El Ayuntamiento de Algemesí informó ayer del inicio de la remodelación del parque Salvador Castell, una actuación que engloba el tramo que va desde la calle Sant Josep de Calassanç a la plaza de Argentina. Las obras están financiadas con una subvención de 797.484 euros de la Conselleria de Vivienda y la Diputación y permitirán finalizar la reforma y adecuación de todo el parque. El comunicado se produce justo después de que la Associació de Veïns del Parc Salvador Castell denunciara la tala «indiscriminada» de árboles, la supresión de zonas verdes y jardines y lamentara que la reforma se hubiera concebido pensando en crear un espacio diáfano para poder montar las casetas de las peñas taurinas.

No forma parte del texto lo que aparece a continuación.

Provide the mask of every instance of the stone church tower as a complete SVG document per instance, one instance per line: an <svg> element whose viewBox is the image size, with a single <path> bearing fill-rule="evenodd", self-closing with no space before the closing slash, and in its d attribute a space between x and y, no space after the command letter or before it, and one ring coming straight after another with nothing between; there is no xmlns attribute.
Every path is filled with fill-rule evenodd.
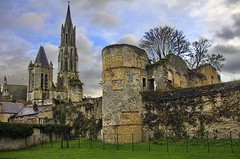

No obstante, el ayuntamiento defendió que el principal objetivo de estas actuaciones es convertir el parque en un lugar «menos urbanizado y más natural» y con ese fin, alega, «se incorporará más vegetación y espacios que posibilitan la acogida de un amplio abanico de actividades, con diferentes materiales y elementos dependiendo de la necesidad, así como una mejor conexión con el paisaje». El gobierno defiende que la intervención tenía que conjugar la voluntad de espacios libres naturalizados como primera premisa con la necesidad de suelos pavimentados para la hostelería, el montaje de las casetas de la Setmana de Bous y las instalaciones de la Fira de Sant Onofre.

Dar respuesta a necesidades

El consistorio expone que por eso la redacción del proyecto fue debatida con los vecinos y los usuarios del parque, así como con los responsables de actividades extraordinarias que allí se celebran «para conseguir dar respuesta a las necesidades de cada usuario y mejorar la convivencia».

El concejal de Urbanismo, Édgar Bresó, subrayó la necesidad de esta obra «por el estado deteriorado y peligroso del pavimento» así como por su importante rol en «la mejora del bienestar dado que permitirá reducir el ruido a las viviendas del parque así como hacer posible que los peatones crucen toda la superficie sin interferencias con los acontecimientos que se puedan producir en el parque».

El espacio central de la nueva ordenación se realizará con tierra y césped y se construirá un estanque para crecer en zona verde y aportar la vertiente más natural demandada por la ciudadanía. En la parte más lejana a las viviendas se dejará el espacio para los actos festivos, que estarán separados mediante una barrera de vegetación. Además, se dará continuidad al carril bici que bordeará el parque para evitar interferencias con los peatones.